そんな可愛い恰好をしているからと言って俺は誘惑には負けないぞ……負けてもいいんじゃないか……あれ? 俺は何と戦っているんだろ?
黙々とプリントに解答を書き込んでいる俺の隣で、朝霧はスマホを弄って遊んでいる。
ゲームでもしているのだろうか?
横目で見てみると、時々、長い脚をドタバタと動かしてフニャリと嬉しそうに笑っている。
何かの動画を見ているようだ。
その彼女の様子がとても可愛い。
激しく綺麗な脚を動かすので、胸も大きく揺れ……
いかん、いかん、心を奪られるな。
ダークサイドに堕ちれば、俺も傀儡にされてしまうぞ。
そんなことを考えているから、全くプリントが進まないじゃないか。
必死に頭の中の煩悩を振り払い、プリントに集中していると、横から腕が伸び、サッと用紙を取られた。

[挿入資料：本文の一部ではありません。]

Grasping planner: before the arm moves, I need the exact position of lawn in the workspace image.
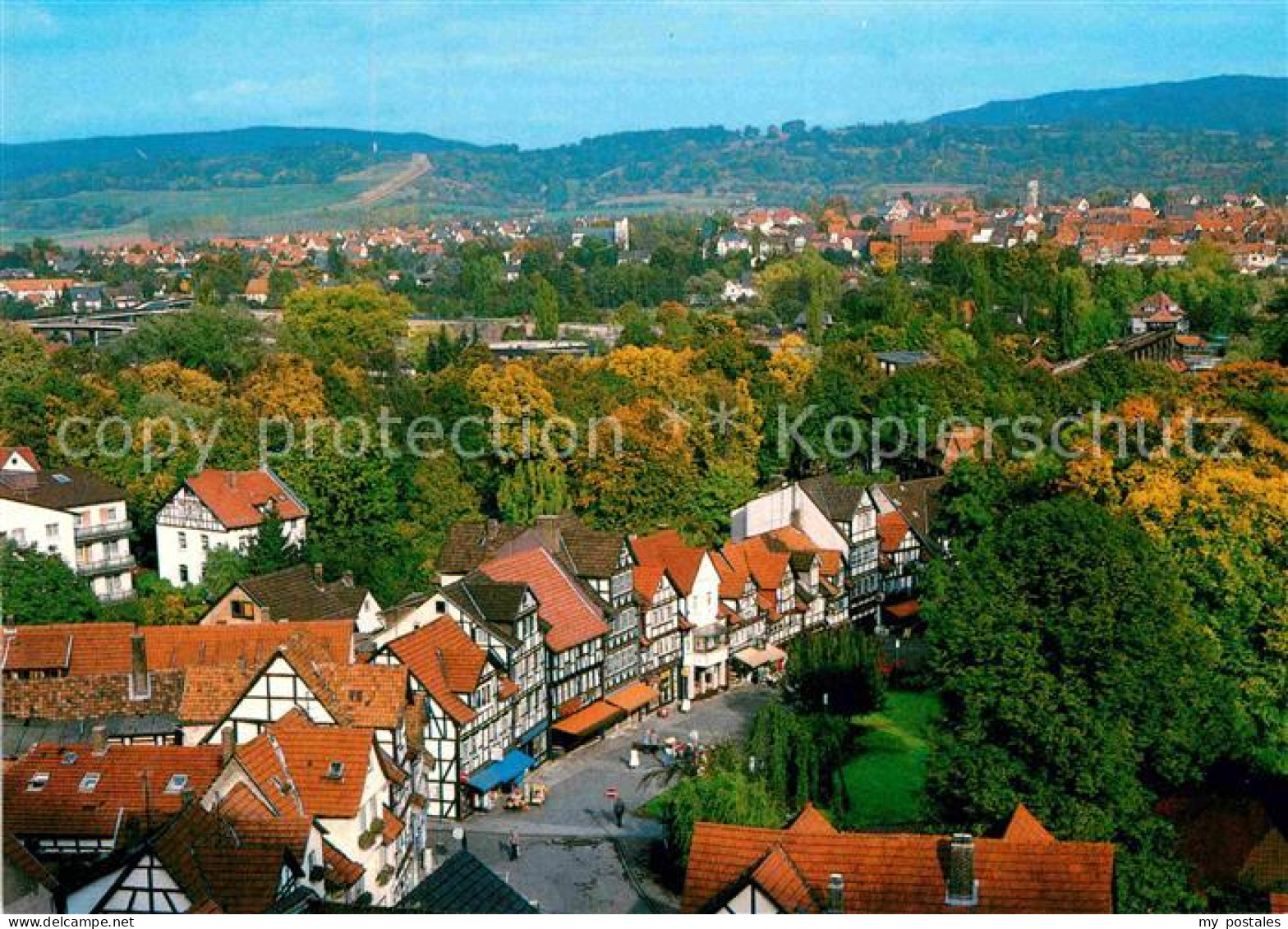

「へえー、プリントの問い、全部埋まってる。九条って、やればできるんだね」
「褒めても、答えを書き写させないからな」
「えーちょっとぐらい甘えてもいいじゃん」
「自分でやらないと居残った意味がなくなるだろ」
プリントを取り返そうと腕を伸ばすと、朝霧はプリントを床に落とし、両手で俺の手を握る。
「九条、お願い。今日だけいいでしょ」
「……答えが同じだと、鈴ちゃんに怒られるって」
俺の手に彼女の手の温もりが伝わってくる。
……柔らかくて、暖かくて……防御力が……
俺が黙っていると、朝霧は何を思ったのか、俺の手首を胸の上に置いた。
そして潤ませた瞳で見つめてくる。
「お願い」
脳に直接、甘い囁きが響き、腕からは彼女の胸の感触が。
その攻撃に、女子との触れ合いの少ない俺が、ダークサイドに堕ちるまで数分とかからなかったのは、言うまでもない。
「……好きにしろ……」
俺の言葉を聞いて、嬉しそうに微笑み、朝霧が顔を近づけてきた。
そして俺の耳元で小さく呟く。
「九条ってちょろい。面白いからまた遊ぼうね」
クソっ……純情男子の心を弄ぶな。
でも、こんな居残りなら、帰宅が遅くなってもいいかもな。